Hi, I’m Karim.
I grew up in Freetown, Sierra Leone, where power cuts out and networks drop. You learn early that infrastructure isn’t a given. That shapes how I think about systems.
I work as a builder and solutions architect. I care about things that work for people, which sounds obvious until you notice how many systems are built for dashboards, for the people who built them, or for “normal” conditions that don’t exist in the places that need them most. I still build for Sierra Leone. I probably always will.
What I’ve come to believe
- Complexity is a choice. Most systems are harder than they need to be because nobody did the work of making them simple.

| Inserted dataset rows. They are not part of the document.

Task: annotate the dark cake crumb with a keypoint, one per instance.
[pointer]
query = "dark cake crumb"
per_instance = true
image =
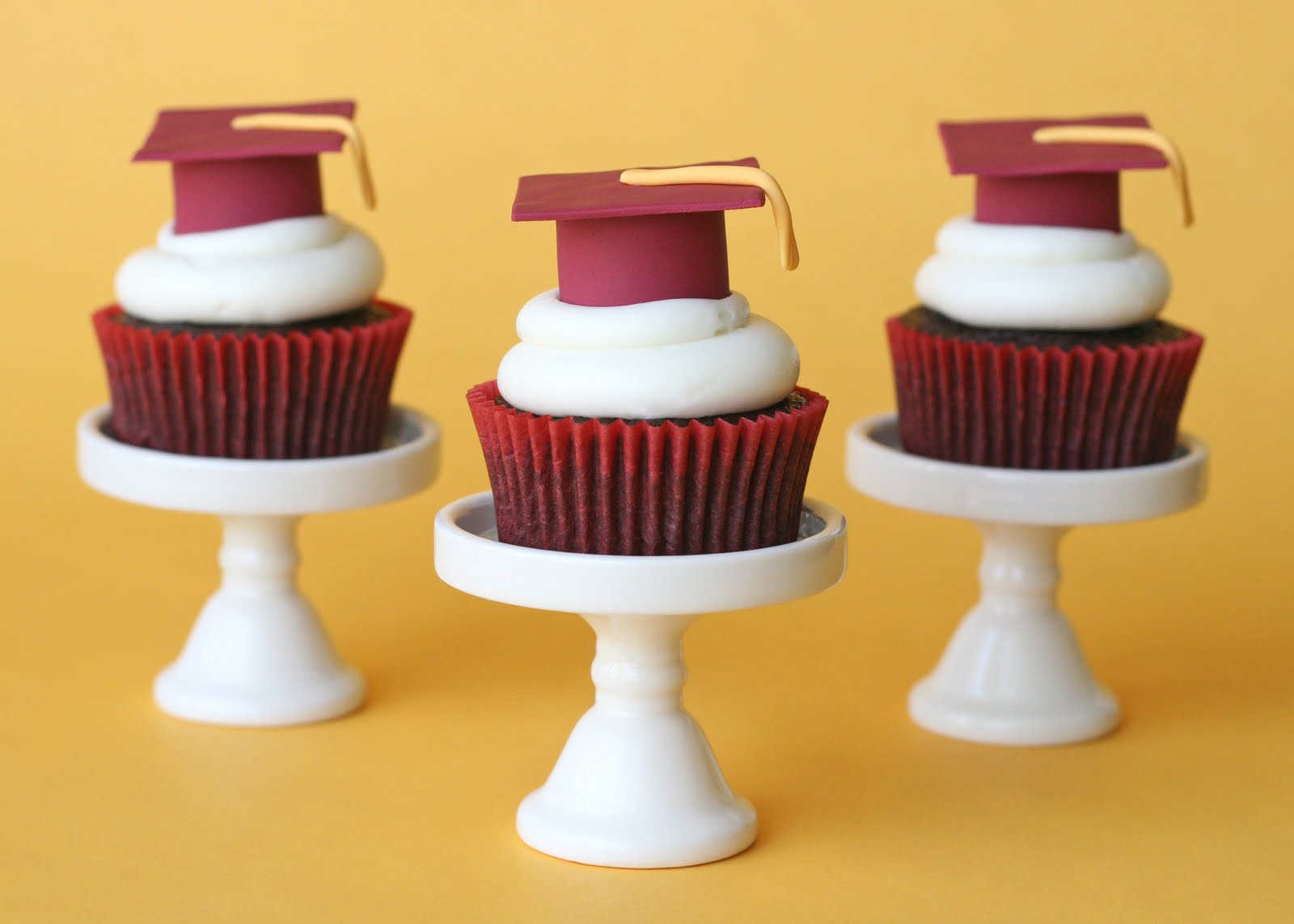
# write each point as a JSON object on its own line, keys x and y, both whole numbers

- Technology should disappear. If you have to fight a tool every day, it’s the wrong tool.
- Understanding beats cleverness. I’d rather ship code I can read in six months than code that impresses today.
- Systems shape behavior. Bad systems push good people into shortcuts. Good systems make the right thing the easy thing.
- Nobody owns the boring parts. That’s usually where things break.
Beyond the code
Not everything here is about technology. I think about fatherhood, how we work, and what it means to build something that lasts. I read history, business, and the occasional novel when someone insists. I’m skeptical of most productivity advice, but I still read it anyway.
What this is
A chronicle: engineering, ideas, whatever I’m turning over. I write because it helps me think. If something resonates, I’d like to hear about it.